Maybe, maybe not. There is no rule that history must repeat itself in different guises. Maybe current alarms reflect a new phenomenon. We often are told that technical change is “accelerating” and is approaching a speed that challenges the abilities of modern society to adapt to it. Although the word is used frequently, is there actually any evidence of “accelerating change” — meaning that change is proceeding at an ever-more rapid speed, rather than continuing at the steady pace of the past few decades, or even century?
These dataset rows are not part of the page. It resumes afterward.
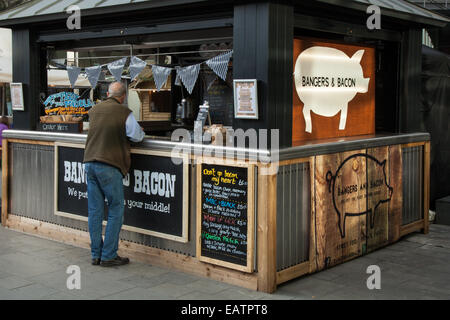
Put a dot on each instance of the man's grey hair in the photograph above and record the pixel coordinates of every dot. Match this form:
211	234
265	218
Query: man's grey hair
117	89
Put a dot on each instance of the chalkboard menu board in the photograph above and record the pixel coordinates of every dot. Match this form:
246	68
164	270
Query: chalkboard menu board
225	228
155	191
221	103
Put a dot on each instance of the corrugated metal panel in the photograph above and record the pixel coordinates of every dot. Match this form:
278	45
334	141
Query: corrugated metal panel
32	196
293	212
412	184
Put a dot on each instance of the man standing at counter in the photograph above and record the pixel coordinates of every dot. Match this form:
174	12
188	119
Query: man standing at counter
107	159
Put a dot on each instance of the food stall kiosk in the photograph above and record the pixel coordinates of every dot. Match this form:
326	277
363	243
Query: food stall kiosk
336	172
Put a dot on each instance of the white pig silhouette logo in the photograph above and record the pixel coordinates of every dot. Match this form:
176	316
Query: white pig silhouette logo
326	80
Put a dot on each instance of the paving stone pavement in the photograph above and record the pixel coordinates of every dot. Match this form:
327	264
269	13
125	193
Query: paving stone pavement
417	267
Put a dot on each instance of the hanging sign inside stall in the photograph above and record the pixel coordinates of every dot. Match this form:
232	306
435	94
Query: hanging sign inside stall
334	90
17	96
155	190
225	215
67	103
245	99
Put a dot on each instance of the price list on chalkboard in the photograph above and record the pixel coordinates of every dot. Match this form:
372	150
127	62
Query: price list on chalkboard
224	213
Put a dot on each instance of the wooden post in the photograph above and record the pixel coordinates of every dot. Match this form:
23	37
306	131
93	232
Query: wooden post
426	186
5	171
267	232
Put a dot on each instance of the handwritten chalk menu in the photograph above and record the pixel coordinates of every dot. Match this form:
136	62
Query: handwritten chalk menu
155	191
225	233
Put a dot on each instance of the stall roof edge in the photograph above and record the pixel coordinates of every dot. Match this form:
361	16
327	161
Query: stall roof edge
401	9
47	10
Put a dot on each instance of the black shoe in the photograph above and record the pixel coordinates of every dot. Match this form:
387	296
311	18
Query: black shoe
117	261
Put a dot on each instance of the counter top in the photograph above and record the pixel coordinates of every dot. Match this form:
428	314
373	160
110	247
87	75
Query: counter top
307	149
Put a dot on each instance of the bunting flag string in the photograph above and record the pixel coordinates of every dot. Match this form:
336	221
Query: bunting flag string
219	64
136	67
93	73
73	73
189	75
116	68
160	75
209	79
184	75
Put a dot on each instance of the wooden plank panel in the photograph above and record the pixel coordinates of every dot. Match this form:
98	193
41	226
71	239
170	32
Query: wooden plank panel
293	272
378	198
266	233
338	235
395	181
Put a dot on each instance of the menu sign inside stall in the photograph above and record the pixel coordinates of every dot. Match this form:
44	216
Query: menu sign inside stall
225	216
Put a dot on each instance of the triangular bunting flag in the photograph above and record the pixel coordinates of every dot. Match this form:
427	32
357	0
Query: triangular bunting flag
93	73
116	68
177	78
160	75
189	75
219	64
136	67
209	79
73	73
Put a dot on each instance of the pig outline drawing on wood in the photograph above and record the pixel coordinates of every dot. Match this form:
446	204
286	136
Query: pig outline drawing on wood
342	216
323	103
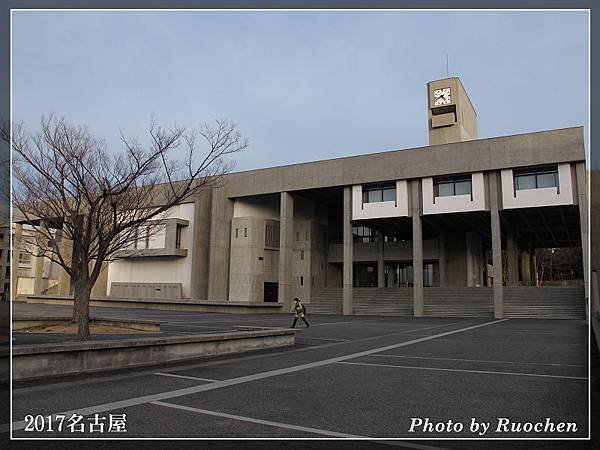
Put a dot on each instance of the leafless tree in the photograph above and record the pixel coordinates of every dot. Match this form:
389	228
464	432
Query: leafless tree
64	178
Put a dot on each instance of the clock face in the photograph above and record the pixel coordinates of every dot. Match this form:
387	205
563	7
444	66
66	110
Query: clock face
441	97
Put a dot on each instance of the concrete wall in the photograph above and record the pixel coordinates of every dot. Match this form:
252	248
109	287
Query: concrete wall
545	147
160	269
455	203
398	208
456	265
512	198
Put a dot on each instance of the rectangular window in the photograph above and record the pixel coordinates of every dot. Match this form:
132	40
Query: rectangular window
536	178
272	235
178	236
450	186
379	193
363	234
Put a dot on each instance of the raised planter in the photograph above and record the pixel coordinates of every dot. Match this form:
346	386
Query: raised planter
22	323
73	358
163	304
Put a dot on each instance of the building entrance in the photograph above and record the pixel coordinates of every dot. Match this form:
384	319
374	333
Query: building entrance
365	275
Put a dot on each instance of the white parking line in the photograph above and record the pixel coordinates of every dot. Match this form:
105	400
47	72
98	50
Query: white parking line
491	372
121	404
481	360
323	339
162	374
259	421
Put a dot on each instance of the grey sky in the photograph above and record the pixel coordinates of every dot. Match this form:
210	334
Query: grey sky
302	86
One possible indicator would be productivity growth in the United States and other leading economies. Sadly, while this seems to have risen for several years about 20 years ago, it has since then declined to the level of the 1970s and 1980s, or even below that. Of course, these economies had a large recession in 2008-09 with only a slow recovery. But a recovery has occurred, with U.S. unemployment back to the level of 2006, yet there is no sign yet of a recovery in productivity growth to the level of the late 1990s, much less above it. That is, on this overall aggregate indicator, there is no sign of an acceleration of technical change; on the contrary.

To be sure, our measures of overall productivity have been increasingly questioned, particularly as employment shifts from production of goods (agriculture and manufacturing), where we are relatively confident of our measurements, to the production of services — now accounting for 85% of American employment — where output is much harder to measure, and indeed where (as in education) we measure output by inputs, implicitly assuming growth in productivity is zero. As the employment shift from goods to services continues, an aggregate measure of productivity growth might therefore be expected to decline. But this shift has been occurring for decades, so for an “acceleration” to have occurred, we would need an increase in this measurement error, which so far economists have been unable to find.
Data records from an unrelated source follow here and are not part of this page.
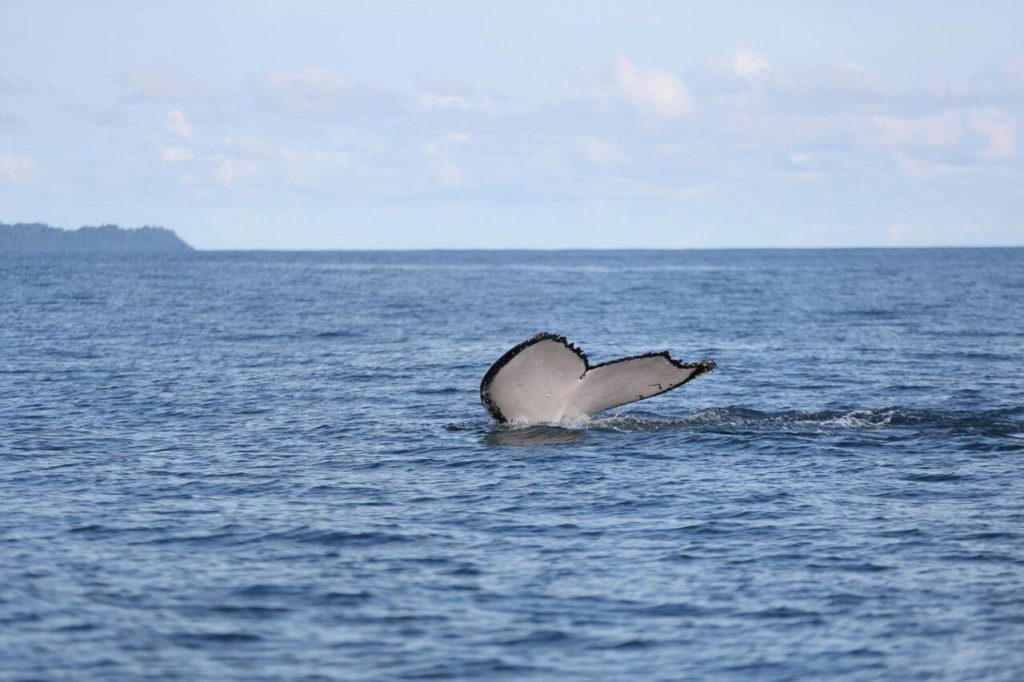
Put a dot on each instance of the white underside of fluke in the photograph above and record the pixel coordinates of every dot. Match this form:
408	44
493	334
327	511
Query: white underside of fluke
548	380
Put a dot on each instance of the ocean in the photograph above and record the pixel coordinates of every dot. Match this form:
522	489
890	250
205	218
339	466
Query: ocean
275	466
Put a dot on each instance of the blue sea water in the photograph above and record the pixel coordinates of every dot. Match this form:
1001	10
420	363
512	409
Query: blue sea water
275	466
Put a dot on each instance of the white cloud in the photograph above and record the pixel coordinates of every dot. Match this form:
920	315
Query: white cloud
311	89
454	99
178	125
599	152
163	86
432	100
17	169
916	169
175	155
1000	130
437	154
228	170
651	92
750	66
938	131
Could we find another indicator of acceleration? The Bureau of Labor Statistics of the U.S. government for 50 years has been forecasting job availability in the U.S. economy in the following 10 years, at a high level of detail. Of course, the outcome typically differs from the forecasts. But has the discrepancy — the forecasting error — grown over time? That is, a growth in forecasting error over the intervening decades might signal an acceleration of change, at least an acceleration that was not anticipated. The answer to this question seems to be negative: There has been no systematic increase in the forecasting error with the passage of time.
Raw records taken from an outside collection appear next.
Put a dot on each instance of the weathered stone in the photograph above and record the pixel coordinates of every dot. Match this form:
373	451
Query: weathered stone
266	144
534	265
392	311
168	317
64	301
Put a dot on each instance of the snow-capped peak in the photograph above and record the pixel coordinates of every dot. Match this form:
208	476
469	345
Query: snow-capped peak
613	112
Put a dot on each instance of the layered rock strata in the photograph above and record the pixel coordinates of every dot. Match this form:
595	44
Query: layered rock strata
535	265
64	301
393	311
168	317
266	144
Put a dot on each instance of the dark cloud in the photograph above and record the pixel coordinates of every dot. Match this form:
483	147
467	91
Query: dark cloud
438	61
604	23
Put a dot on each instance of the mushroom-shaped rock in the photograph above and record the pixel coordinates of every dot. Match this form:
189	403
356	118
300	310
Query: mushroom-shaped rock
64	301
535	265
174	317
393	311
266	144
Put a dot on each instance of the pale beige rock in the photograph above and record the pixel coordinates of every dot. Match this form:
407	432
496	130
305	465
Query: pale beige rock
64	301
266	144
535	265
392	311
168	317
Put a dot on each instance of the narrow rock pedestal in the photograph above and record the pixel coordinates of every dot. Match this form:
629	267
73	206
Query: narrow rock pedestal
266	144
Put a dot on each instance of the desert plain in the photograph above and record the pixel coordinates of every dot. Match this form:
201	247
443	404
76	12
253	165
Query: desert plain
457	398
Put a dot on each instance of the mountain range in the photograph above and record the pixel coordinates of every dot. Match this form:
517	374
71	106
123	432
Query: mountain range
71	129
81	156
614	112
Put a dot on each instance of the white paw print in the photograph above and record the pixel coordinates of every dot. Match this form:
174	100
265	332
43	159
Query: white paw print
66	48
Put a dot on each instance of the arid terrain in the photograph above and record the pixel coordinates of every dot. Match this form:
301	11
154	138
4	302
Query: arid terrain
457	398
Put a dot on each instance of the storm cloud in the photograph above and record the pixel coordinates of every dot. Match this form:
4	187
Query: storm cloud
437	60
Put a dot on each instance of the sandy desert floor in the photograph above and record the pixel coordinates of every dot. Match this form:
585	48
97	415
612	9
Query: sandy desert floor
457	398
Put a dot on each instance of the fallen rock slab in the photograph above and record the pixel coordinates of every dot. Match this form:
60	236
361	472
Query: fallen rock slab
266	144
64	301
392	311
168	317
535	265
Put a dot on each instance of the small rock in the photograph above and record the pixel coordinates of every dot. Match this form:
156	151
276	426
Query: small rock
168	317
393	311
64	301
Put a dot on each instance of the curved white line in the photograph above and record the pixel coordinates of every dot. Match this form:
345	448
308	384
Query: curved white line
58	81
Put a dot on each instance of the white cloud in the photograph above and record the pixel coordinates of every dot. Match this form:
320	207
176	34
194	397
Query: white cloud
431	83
Another, less-comprehensive approach would be to measure the declines in occupational employment that have occurred over recent decades to get an indicator of whether particular categories of jobs have been destroyed at an increasing rate. Of course, this depends on how exactly jobs have been classified. But on the BLS classifications, this answer again seems to be negative. Maximum 10-year declines in employment by occupational category were 71% in 1950-60, 42% in 1960-80, 51% in 1980-90, 59% in 1900-2000, and 35% in 2000-2015 (different job categories in each period). Variation yes, but no obvious indication of acceleration here.

Robots and ever-better robots are coming — indeed, are already coming, including to China. In 2016, an estimated 90,000 robots were installed in China, roughly one-third of the world total, although China lags far behind the countries with the largest number of robots per 1,000 employees. South Korea leads, followed by Singapore, Japan, and Germany in that order — all rapidly aging societies. But if the recent past is any guide, they will take a long time to replace labor even in jobs where replacement by robots is technically possible. And the enhancements to productivity will either lower prices and/or raise incomes for someone (owners of the robots, or the firms that make them). The enlarged real incomes — and the increased leisure that robots will enable — will lead to expansion in other industries, possibly remote from where the robots are used. Americans, and probably others as well, seem to have a potentially insatiable demand for new gadgets and for new experiences.

Richard N. Cooper is the Maurits C. Boas professor of international economics at Harvard University.